Kattis

Museum

In a new wing of the Rijksmuseum in Amsterdam, there is an exhibition of world treasures. The new wing of the museum consists of rectangular rooms. Each room contains exactly one treasure, where each treasure is placed on a square pedestal which is surrounded by glass and wood.

The curator of the Rijksmuseum is intensely worried about treasures being stolen from the new wing of the museum. He decides to place as many distinct security systems as possible in each of the rooms. A security system is composed out of three identical parts, where each part sends an infrared laser beam and has two receivers for detecting the beams sent out by the two other parts. A security system is functional when its parts are placed such that the laser beams form a triangle.
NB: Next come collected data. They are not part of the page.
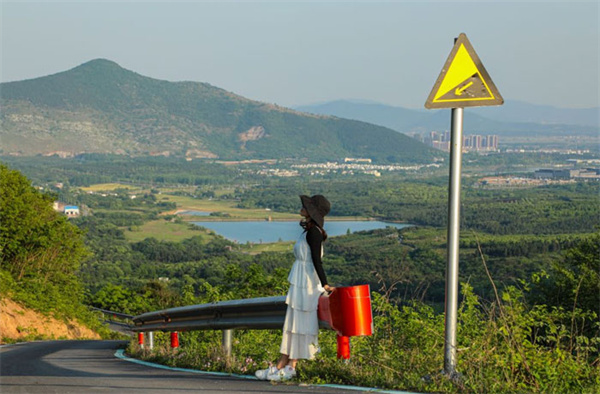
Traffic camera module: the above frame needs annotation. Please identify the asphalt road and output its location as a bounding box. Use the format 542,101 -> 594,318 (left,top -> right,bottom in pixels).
0,340 -> 359,393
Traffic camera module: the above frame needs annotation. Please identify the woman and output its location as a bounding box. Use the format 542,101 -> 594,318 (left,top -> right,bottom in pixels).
255,195 -> 335,382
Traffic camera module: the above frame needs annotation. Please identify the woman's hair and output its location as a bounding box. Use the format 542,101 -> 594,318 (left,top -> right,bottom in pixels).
300,218 -> 328,241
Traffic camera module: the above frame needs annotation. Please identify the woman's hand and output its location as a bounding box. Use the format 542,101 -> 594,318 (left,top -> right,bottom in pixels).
324,284 -> 336,293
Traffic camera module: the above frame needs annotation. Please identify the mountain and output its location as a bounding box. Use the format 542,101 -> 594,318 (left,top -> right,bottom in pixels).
471,100 -> 599,128
0,59 -> 438,163
295,100 -> 599,136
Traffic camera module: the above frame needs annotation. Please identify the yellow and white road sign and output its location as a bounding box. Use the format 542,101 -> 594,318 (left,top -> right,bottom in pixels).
425,33 -> 503,109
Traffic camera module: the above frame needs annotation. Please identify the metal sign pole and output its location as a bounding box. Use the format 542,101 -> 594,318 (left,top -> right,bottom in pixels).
444,107 -> 463,376
426,33 -> 502,378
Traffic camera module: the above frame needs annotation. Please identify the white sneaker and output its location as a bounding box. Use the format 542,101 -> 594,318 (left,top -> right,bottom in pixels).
255,365 -> 278,380
267,365 -> 296,381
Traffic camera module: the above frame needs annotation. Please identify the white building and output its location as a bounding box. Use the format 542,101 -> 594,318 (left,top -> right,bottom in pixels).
64,205 -> 80,217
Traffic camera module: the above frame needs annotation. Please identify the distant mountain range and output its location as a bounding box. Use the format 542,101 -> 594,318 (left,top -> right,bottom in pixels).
294,100 -> 599,136
0,59 -> 438,163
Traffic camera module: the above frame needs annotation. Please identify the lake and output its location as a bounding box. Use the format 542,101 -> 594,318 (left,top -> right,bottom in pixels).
191,220 -> 410,243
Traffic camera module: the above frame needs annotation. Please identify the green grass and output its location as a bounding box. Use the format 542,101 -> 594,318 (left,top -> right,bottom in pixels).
79,183 -> 145,192
242,241 -> 294,255
123,220 -> 215,243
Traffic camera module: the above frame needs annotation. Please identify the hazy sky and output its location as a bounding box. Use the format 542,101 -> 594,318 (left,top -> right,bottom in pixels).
1,1 -> 598,109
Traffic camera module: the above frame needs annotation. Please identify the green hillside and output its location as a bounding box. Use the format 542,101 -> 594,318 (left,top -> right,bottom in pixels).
0,59 -> 438,163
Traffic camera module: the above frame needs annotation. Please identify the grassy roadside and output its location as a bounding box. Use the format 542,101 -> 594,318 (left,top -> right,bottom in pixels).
125,283 -> 600,393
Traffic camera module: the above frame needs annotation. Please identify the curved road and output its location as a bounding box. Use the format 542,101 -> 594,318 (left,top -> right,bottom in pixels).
0,340 -> 358,393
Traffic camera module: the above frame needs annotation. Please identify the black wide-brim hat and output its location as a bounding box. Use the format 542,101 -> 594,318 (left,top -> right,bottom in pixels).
300,195 -> 330,229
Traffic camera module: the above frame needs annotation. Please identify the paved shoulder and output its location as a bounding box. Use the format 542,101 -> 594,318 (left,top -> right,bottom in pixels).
0,340 -> 355,393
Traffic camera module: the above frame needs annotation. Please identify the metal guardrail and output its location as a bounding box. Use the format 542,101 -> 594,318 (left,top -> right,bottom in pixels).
90,306 -> 135,334
132,296 -> 332,333
131,286 -> 372,359
90,306 -> 134,320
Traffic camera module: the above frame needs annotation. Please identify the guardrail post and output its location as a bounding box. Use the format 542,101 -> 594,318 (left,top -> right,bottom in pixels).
222,329 -> 233,357
170,331 -> 179,349
147,331 -> 154,350
137,332 -> 144,349
337,335 -> 350,360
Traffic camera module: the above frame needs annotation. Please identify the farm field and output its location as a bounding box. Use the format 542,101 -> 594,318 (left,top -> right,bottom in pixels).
79,183 -> 146,192
123,220 -> 215,243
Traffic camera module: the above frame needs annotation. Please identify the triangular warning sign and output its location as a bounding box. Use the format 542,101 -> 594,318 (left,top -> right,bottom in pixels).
425,33 -> 503,109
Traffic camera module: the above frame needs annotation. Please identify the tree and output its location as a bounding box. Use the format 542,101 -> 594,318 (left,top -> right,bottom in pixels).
542,232 -> 599,314
0,164 -> 89,312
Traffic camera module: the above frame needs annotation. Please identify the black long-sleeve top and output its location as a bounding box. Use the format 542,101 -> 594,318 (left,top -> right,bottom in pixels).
306,226 -> 328,287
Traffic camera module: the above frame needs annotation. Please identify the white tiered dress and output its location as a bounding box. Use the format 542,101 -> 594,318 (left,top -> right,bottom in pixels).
279,232 -> 325,360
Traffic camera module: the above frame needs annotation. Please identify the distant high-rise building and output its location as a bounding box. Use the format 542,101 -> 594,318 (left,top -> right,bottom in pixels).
417,131 -> 499,152
474,135 -> 483,150
442,131 -> 450,143
429,131 -> 438,144
489,135 -> 498,150
463,135 -> 472,149
462,134 -> 499,152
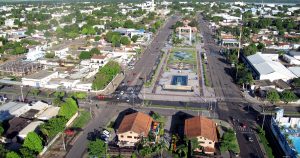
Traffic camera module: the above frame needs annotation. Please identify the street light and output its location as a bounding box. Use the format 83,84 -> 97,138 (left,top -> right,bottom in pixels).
20,85 -> 24,102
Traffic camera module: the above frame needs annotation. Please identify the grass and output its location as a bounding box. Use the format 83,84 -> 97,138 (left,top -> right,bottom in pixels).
71,109 -> 91,128
257,126 -> 275,158
168,47 -> 197,66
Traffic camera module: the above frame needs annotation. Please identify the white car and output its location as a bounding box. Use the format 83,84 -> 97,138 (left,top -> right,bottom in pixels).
102,129 -> 110,138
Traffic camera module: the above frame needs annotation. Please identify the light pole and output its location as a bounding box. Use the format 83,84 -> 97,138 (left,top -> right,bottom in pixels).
262,103 -> 266,130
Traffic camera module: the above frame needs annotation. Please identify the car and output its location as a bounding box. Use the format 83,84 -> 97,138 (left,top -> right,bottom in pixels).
102,129 -> 110,138
120,91 -> 124,95
247,135 -> 254,142
241,122 -> 246,128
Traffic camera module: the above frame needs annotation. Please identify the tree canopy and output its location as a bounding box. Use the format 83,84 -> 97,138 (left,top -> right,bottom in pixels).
6,151 -> 20,158
92,61 -> 121,90
22,132 -> 43,153
280,90 -> 298,104
220,129 -> 239,153
58,98 -> 78,120
88,139 -> 107,157
266,90 -> 280,104
40,117 -> 67,139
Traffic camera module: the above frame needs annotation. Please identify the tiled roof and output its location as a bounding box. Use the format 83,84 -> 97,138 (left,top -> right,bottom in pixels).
117,112 -> 153,136
184,116 -> 217,142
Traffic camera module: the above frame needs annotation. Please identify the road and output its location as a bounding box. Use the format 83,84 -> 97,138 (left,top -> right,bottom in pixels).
122,15 -> 179,88
198,14 -> 266,158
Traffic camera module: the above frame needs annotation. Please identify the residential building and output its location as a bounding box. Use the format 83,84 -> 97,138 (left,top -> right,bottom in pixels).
117,112 -> 153,147
0,102 -> 31,121
36,106 -> 60,121
185,116 -> 217,155
18,121 -> 44,140
22,70 -> 59,87
54,47 -> 70,59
In addition, none of the beams forming the triangle is allowed to be obstructed by the pedestal. If there are two security systems in a room that form the same triangle, they are not distinct.
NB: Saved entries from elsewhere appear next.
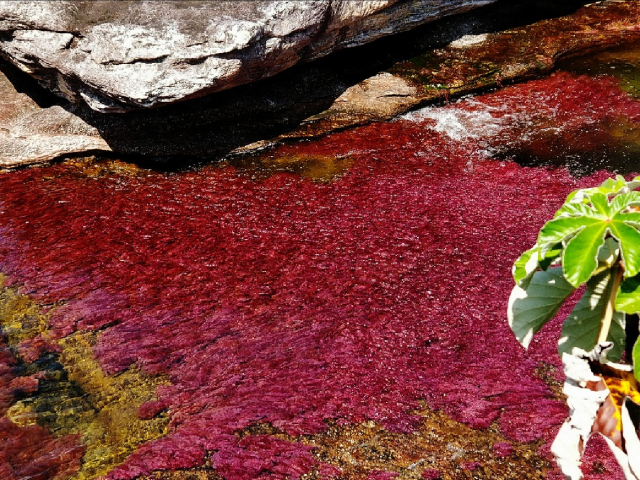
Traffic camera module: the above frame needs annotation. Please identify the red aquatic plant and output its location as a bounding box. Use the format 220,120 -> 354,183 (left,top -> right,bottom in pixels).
0,71 -> 638,478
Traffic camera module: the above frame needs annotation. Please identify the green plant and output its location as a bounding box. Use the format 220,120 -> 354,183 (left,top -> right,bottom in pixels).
508,175 -> 640,373
508,175 -> 640,480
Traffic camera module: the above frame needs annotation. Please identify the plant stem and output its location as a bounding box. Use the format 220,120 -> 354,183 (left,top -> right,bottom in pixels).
597,265 -> 624,345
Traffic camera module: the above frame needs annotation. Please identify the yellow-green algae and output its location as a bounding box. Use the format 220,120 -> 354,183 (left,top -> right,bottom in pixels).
60,332 -> 171,480
0,273 -> 51,345
136,404 -> 551,480
38,152 -> 354,185
0,274 -> 171,479
40,156 -> 151,180
222,153 -> 355,184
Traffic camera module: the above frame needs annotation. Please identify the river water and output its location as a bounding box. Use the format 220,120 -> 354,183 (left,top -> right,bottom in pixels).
2,41 -> 640,480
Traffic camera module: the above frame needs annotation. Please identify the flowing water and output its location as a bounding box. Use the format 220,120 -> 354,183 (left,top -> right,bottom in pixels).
2,40 -> 640,480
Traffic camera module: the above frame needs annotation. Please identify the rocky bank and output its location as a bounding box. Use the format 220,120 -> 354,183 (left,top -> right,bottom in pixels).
0,0 -> 494,113
2,1 -> 638,169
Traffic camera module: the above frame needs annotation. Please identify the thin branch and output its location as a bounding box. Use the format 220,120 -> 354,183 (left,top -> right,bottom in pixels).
598,265 -> 624,344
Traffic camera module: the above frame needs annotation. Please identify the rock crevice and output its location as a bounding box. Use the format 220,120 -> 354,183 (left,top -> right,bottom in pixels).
0,0 -> 494,112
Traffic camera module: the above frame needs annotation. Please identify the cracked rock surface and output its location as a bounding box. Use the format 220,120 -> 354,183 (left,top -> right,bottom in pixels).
2,0 -> 637,169
0,0 -> 493,112
0,61 -> 110,168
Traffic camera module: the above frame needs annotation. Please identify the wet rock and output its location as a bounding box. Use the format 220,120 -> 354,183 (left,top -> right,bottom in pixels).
0,0 -> 495,113
278,0 -> 640,144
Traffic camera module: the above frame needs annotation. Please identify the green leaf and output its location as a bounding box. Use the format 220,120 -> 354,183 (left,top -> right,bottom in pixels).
540,243 -> 562,271
554,200 -> 596,218
600,176 -> 624,192
597,237 -> 620,266
562,223 -> 607,287
566,176 -> 640,205
616,273 -> 640,315
558,269 -> 626,362
609,191 -> 640,212
513,245 -> 540,288
633,337 -> 640,382
627,175 -> 640,192
540,190 -> 640,285
565,186 -> 611,205
538,217 -> 593,248
509,176 -> 640,358
589,192 -> 612,217
600,176 -> 631,196
606,311 -> 626,362
609,221 -> 640,278
508,267 -> 575,349
564,188 -> 581,205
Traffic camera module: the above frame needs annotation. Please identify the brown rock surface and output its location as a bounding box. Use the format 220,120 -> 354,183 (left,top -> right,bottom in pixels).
275,0 -> 640,143
0,0 -> 495,113
3,0 -> 638,169
0,62 -> 110,168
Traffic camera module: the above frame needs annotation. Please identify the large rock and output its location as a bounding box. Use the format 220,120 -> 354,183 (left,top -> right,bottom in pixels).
0,0 -> 494,113
0,61 -> 110,168
3,0 -> 639,169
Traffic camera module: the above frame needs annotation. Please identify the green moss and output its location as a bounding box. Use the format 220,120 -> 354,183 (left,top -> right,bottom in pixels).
0,279 -> 171,480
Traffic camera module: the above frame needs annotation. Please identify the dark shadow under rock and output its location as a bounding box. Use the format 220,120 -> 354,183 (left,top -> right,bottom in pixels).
1,0 -> 597,168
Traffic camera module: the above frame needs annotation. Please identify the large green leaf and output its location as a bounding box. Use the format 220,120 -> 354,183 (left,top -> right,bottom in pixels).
536,191 -> 640,287
562,223 -> 607,286
558,269 -> 626,362
564,175 -> 640,205
554,200 -> 597,219
508,177 -> 640,361
508,267 -> 575,348
538,217 -> 594,251
607,311 -> 627,362
512,245 -> 540,288
609,218 -> 640,278
616,272 -> 640,315
597,237 -> 620,266
609,191 -> 640,213
513,242 -> 563,289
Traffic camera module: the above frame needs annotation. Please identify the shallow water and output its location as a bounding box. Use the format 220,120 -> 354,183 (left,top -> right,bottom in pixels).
3,45 -> 640,480
514,44 -> 640,175
558,44 -> 640,100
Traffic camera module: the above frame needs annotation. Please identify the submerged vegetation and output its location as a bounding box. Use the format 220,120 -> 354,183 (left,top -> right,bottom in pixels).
7,13 -> 640,477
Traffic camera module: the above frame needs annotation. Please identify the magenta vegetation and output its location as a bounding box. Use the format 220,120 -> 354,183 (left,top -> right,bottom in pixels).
1,71 -> 638,478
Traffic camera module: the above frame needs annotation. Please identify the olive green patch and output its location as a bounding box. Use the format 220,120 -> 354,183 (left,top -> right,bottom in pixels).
223,154 -> 355,184
0,278 -> 171,480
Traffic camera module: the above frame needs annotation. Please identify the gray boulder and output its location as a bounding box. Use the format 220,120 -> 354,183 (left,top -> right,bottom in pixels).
0,0 -> 493,112
0,61 -> 110,168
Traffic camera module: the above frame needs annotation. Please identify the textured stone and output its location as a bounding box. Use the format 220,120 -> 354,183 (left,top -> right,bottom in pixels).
278,0 -> 640,143
0,62 -> 110,168
0,0 -> 495,113
1,0 -> 635,169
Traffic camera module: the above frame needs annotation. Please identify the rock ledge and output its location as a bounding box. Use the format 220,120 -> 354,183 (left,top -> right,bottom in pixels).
0,0 -> 493,112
The security system’s parts can only be installed on the pillars that are placed against the walls of the room. There is a pillar placed against the wall of the room per every meter of the wall. Also, a pillar is placed in each corner of the room.

The curator wishes to know the maximum number of distinct security systems that can be installed in each of the rooms of the museum’s new wing.

For this problem, assume that the pillars are point-like objects, that an infinite number of parts can be placed on a single pillar and that height is no factor for this problem.

Given the length and width of a room plus the width and location of the treasure pedestal, determine the maximum number of security systems that can be installed in the given room.

Input

The input starts with a line containing an integer $T$ ($1 \leq T \leq 31$), the number of test cases. Then for each test case:

• One line containing two space-separated integers $L$ $(1 \leq L \leq 100)$ and $W$ $(1 \leq W \leq 100)$, the length and width of the room in meters, respectively.

• One line containing three space-separated floating point numbers $X$ $(10^{-1} \leq X \leq L-2 \cdot 10^{-1})$, $Y$ $(10^{-1} \leq Y \leq W-2 \cdot 10^{-1})$ and $W_ s$ $(10^{-1} \leq W_ s \leq 100-2 \cdot 10^{-1})$, the $x$ coordinate, $y$ coordinate and width of the square pedestal all in meters. The $x$ and $y$ coordinates denote the top-left corner of the pedestal. $(x=0,y=0)$ denotes the top-left corner of the room.

The square pedestal will always fit inside the room and will always be placed such that there is at least a $10^{-1}$ meters distance between the pedestal and the walls of the room. It is guaranteed that the distance from each corner of the pedestal to a potential laser beam (i.e. a line between two pillars) is at least $10^{-4}$ meters.

Output

For each test case, output one line containing a single integer: the maximum number of security systems that can be installed in the room.

Sample Input 1 Sample Output 1
3
1 1
.80 .12 .1
2 2
.6424600 .4334300 0.6500800
2 4
.10 .19 .3

2
13
158